Portuguese Cut
The Portuguese cut earned its reputation in the early 20th century when cutters in Lisbon popularised a multi-tiered wheel of rhomboid facets for quartz and topaz. With five pavilion tiers and a similarly dense crown, it trades the tidy profile of a brilliant for relentless sparkle—light breaks so many times that even modest material looks electrified.
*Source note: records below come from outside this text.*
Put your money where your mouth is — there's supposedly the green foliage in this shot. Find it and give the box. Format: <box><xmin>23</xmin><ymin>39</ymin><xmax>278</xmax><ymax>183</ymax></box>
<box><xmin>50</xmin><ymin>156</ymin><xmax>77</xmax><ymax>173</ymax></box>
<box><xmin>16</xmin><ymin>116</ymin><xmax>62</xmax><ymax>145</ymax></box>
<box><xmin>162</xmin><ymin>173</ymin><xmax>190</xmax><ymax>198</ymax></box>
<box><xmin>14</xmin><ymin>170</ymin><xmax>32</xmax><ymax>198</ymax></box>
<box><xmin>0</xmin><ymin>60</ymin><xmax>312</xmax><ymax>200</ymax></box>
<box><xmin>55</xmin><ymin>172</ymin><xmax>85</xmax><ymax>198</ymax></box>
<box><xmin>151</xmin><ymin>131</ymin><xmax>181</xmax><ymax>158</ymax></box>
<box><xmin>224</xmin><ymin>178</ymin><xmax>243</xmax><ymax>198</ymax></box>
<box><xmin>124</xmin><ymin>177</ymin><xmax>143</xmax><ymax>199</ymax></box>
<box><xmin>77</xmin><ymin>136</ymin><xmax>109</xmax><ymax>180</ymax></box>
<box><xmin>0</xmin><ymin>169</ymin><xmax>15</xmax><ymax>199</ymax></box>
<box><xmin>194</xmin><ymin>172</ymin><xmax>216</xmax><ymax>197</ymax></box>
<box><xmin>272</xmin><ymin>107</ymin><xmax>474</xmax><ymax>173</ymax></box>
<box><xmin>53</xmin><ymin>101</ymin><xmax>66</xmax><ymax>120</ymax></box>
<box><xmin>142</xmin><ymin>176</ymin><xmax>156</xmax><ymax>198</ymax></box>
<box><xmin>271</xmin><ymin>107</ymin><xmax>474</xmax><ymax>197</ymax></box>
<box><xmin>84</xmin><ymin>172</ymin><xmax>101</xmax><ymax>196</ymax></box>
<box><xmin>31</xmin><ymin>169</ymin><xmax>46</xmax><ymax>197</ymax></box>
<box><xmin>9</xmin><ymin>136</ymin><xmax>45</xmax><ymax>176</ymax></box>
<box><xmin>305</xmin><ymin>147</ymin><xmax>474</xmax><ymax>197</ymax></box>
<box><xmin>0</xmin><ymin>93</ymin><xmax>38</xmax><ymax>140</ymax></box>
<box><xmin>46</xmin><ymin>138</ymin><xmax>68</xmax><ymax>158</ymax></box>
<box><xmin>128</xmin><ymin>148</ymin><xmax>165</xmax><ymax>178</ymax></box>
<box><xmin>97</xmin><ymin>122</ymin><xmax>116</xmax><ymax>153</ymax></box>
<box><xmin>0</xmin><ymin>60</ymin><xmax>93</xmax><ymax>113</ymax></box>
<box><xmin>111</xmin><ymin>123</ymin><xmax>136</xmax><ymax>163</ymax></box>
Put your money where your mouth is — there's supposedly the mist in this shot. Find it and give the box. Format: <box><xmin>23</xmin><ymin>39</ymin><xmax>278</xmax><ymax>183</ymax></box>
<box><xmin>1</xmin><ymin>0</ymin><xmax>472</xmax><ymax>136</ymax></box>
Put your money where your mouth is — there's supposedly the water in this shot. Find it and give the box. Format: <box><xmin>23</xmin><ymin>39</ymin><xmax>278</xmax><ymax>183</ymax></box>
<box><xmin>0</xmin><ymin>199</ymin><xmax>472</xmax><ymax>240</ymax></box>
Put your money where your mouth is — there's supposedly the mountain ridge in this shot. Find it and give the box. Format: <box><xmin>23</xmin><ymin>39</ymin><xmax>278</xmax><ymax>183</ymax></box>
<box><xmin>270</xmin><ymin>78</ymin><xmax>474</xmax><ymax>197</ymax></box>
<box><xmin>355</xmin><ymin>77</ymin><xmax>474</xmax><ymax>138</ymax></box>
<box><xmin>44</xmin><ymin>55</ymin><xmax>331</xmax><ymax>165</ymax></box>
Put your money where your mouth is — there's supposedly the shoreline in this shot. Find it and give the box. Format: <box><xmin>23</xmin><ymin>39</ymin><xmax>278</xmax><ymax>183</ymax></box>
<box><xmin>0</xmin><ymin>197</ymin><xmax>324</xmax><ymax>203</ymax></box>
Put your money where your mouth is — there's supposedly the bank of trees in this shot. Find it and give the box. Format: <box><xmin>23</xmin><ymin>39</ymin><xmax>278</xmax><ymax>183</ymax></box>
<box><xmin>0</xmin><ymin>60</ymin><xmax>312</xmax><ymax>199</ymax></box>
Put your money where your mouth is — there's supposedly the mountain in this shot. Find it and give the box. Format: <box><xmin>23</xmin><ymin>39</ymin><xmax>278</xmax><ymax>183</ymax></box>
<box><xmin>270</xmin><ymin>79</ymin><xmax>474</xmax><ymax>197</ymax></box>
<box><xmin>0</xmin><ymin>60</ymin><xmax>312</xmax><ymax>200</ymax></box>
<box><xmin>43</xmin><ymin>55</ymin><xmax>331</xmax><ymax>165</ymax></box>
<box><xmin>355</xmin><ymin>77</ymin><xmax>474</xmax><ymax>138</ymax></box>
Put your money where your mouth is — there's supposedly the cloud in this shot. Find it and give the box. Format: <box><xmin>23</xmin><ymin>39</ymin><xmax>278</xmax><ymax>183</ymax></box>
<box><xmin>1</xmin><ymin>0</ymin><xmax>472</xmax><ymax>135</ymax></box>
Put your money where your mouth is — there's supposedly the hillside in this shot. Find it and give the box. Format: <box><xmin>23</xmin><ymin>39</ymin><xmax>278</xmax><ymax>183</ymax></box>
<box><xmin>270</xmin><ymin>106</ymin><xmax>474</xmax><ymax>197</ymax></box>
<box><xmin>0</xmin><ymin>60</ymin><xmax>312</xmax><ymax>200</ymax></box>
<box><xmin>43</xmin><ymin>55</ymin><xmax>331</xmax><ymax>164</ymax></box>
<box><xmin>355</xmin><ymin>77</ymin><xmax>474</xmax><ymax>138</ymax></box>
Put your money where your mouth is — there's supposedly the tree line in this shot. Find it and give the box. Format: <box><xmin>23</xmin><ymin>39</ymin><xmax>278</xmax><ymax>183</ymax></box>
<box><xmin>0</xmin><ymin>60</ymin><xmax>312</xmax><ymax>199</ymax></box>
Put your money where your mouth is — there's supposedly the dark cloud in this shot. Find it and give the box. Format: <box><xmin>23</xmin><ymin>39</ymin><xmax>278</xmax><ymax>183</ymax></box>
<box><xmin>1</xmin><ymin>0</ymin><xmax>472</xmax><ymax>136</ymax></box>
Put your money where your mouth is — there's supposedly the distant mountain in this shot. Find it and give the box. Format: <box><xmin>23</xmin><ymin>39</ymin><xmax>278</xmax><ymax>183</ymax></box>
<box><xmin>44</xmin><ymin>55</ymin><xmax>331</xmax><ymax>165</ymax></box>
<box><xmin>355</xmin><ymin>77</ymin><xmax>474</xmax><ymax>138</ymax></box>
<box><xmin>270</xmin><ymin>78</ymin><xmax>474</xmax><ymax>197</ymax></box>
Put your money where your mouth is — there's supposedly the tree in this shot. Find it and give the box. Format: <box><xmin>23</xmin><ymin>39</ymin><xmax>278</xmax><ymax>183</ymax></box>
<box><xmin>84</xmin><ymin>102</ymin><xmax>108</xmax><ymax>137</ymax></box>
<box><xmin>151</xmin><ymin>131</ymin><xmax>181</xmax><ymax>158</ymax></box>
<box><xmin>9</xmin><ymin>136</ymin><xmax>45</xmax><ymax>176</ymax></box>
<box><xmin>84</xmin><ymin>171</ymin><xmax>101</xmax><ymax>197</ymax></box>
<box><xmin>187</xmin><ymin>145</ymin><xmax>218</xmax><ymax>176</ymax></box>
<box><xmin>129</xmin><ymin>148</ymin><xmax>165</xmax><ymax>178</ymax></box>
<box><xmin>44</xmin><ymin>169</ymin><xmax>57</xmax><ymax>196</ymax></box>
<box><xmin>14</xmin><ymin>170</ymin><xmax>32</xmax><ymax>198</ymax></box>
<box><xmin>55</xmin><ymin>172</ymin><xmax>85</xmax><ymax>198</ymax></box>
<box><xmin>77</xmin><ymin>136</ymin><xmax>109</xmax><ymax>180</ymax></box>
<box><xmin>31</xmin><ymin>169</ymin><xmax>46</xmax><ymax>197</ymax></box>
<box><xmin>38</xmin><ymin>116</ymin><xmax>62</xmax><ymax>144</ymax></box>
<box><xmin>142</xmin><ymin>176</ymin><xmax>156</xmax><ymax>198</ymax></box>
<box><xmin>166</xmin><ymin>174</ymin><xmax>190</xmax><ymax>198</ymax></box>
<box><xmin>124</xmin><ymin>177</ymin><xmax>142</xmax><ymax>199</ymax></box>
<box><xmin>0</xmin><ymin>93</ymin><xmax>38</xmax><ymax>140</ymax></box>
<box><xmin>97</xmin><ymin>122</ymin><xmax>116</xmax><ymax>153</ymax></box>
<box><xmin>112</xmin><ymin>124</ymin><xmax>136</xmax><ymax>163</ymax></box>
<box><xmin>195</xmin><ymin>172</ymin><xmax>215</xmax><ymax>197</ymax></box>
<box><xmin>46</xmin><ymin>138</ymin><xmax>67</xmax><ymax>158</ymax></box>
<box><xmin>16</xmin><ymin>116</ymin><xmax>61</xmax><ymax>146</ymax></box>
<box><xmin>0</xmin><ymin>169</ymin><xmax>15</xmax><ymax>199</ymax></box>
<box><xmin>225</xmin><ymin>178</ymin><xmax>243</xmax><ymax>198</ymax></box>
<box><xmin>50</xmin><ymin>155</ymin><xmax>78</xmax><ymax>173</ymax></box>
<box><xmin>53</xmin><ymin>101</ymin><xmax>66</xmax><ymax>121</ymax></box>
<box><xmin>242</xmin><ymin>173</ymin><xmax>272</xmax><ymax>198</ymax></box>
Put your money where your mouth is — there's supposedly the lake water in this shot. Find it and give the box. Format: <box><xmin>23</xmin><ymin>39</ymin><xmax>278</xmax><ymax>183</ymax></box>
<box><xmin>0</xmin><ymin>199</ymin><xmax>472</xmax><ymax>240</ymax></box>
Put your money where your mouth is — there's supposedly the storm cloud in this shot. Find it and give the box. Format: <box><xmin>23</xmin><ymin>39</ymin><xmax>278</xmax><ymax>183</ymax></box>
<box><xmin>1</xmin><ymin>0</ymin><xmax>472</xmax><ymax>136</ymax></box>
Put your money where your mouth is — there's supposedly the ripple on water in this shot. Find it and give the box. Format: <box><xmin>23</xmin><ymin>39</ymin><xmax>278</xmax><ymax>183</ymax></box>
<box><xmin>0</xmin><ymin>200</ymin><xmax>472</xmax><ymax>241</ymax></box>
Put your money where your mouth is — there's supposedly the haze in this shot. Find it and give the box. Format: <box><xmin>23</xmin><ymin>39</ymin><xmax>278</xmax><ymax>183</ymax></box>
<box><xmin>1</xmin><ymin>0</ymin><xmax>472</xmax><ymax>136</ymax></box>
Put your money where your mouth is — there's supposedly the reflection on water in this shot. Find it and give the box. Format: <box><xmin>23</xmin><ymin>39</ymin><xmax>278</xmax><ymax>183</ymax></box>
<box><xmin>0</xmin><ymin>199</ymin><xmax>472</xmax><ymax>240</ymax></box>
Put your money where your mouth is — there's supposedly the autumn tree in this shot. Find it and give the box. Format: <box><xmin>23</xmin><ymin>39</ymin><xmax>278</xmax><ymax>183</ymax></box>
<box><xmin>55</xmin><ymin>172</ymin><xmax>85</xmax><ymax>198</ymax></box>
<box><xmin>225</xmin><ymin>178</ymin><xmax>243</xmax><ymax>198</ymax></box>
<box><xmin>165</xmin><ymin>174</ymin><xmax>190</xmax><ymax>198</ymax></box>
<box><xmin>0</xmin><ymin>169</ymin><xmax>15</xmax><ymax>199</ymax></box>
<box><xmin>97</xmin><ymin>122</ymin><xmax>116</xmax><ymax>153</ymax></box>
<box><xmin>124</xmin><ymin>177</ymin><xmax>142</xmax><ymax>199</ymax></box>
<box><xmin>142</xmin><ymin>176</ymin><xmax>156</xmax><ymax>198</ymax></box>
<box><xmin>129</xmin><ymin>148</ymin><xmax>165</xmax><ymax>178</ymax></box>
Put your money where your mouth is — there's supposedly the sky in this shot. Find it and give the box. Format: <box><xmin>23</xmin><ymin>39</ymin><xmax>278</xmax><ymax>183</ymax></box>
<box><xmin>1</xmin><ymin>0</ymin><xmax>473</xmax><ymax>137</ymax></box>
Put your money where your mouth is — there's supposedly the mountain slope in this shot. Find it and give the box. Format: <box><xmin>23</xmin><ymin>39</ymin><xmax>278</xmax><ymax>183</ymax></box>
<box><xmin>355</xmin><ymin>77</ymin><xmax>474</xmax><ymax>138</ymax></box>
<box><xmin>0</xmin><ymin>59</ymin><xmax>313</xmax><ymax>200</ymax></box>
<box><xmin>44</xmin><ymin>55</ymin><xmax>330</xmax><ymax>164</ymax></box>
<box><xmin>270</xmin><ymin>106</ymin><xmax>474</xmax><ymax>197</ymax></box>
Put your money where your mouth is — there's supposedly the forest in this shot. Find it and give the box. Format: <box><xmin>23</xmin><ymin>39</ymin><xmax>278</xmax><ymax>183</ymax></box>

Traditional instructions were guarded, but the version below mirrors the ratios published by Vargas in Faceting for Amateurs. The pavilion angle starts at 62° and cascades down in 5° steps; the crown mirrors the same rhythm. In ProFacet every bracketed literal (for example [62], [57], [46], etc.) is individually optimisable, so after loading the spec try nudging the upper tiers or letting the optimizer push them. Expect a tangible performance boost—brighter average intensity and richer scintillation—at the cost of a slightly less refined look.
FSL Spec
set name "Portuguese Cut"
set ri 1.54
set gear 96
set cube 3
G1 0 @ 90 : size x 16
P1 0 @ [62] : cp
P2 3 @ [57] : gp
P3 0 @ [52] : mp(P1)
P4 3 @ [47] : mp(P2)
P5 0 @ [42] : mp(P3)
C1 0 @ [46] : mp(P1) +girdle
C2 3 @ [41] : gp
C3 0 @ [36] : mp(C1)
C4 3 @ [31] : mp(C2)
C5 0 @ [26] : mp(C3)
C6 0 @ 0.00 : mp(C4) x1
Interactive View
Note: Be aware that with extreme adjustments the stone begins to lose the Portuguese cut’s characteristic look.